We set sail after a thorough briefing by the boat leader Beto and a delicious dinner prepared by the two chefs onboard. It was five hour sail during the night over relatively calm seas. We woke in the morning to stunning views over the turquoise sea that met with meticulously placed granite boulders at the island’s edge. The islands rose to a modest height but were densely covered in lush green rainforest with white-bellied sea eagles frequently seen patrolling each island. We had arrived at the stunning Similan Islands National Park for our first day of diving.
We were treated to much better visibility diving here compared to some of the sites around Phuket and Phi Phi. 25+ metres was the norm, although the odd thermocline rolling in made the dives more adventurous as they chased us through the water engulfing us in hazy water reducing the vis and the temperature drastically for a very short moment.
Again, scorpionfish were abundant during the dives here and for the first time in my diving life I also got to watch as one awkwardly bimbled along the sandy bottom. The soft coral here was just as stunning as the day diving but was more abundant as gorgonian fan corals dominated the boulders underwater creating interesting swim throughs, especially at the Elephant Head Rock site. The change of current through each turn was interesting to see but did make some of the dives more difficult on occasions. Air didn’t last as long on these dives but the adventure was cranked up a little to compensate.
After dive three we moored up in Donald Duck Bay and had the opportunity to go on the island and marvel at the beautiful white sandy beach surrounded by lush rainforest. After a short but interesting hike up granite boulders in only flip flops to a view point, we were greeted with a view where I instantly knew why this had become a protected national park. The rainforest oozed with life as the soothing sounds of birds greeted our presence and if you listened carefully the ground would talk, as small lizards and insects worked their way through the foliage. One lizard even scuttled across our path.

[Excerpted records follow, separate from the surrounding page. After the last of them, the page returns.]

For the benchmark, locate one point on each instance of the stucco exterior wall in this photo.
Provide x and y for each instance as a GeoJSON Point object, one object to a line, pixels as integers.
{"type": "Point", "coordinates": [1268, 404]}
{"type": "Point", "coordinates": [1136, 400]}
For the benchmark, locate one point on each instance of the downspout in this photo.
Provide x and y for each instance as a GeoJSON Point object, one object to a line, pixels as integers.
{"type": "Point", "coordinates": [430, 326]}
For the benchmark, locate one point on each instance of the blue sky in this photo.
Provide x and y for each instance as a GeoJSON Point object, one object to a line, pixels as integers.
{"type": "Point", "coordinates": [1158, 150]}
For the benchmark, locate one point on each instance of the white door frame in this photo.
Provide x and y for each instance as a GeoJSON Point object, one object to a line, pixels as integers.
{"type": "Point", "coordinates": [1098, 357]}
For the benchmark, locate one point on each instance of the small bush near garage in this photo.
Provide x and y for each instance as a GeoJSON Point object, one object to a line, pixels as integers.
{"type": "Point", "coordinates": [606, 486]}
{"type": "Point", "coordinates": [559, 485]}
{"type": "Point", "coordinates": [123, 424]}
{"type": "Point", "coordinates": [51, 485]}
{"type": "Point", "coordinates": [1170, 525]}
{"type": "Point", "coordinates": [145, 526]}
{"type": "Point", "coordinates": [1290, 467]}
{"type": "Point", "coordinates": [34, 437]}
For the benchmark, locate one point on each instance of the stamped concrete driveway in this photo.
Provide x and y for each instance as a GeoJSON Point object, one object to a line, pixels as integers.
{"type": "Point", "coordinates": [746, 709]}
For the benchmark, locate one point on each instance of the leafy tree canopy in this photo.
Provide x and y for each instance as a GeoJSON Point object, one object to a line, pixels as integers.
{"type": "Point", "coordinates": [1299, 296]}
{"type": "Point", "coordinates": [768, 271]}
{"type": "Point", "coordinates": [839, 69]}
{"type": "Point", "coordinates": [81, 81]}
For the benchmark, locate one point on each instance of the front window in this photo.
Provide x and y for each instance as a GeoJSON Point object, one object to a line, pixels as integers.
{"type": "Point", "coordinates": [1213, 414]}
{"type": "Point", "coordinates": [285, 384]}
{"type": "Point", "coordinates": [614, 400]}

The coral reef was easily visible through the clear turquoise water as the colour of the sea turned a deep blue the further you looked out. I certainly felt a sense of paradise standing there in awe of Nature’s beauty. Once we returned to the boat it was time for a night dive in the bay and my favourite dive of the day. I love a night dive and after saying I was going to find a pygmy squid, it gave me great joy to catch one in my light. A little guy only about a centimetre in size that I unfortunately lost before I could get my camera focused on it. Other critters were a little more willing to be photographed though and it was an enjoyable dive.
Day Two was the start of our journey north to the islands of Koh Bon and Koh Tachai. The topside view hadn’t changed but we were here as these two islands gave us the better opportunity to hopefully get lucky with some big sightings. Manta rays and whale sharks are the stars of these islands as long as you are lucky. Unfortunately, we were the unlucky ones and they both proved elusive this time. It left me a little despondent after dive three where a ripping current at Koh Tachai Pinnacle left us suspended like waving flags on a mooring line and unfortunately didn’t deliver the whale shark we were hoping to see.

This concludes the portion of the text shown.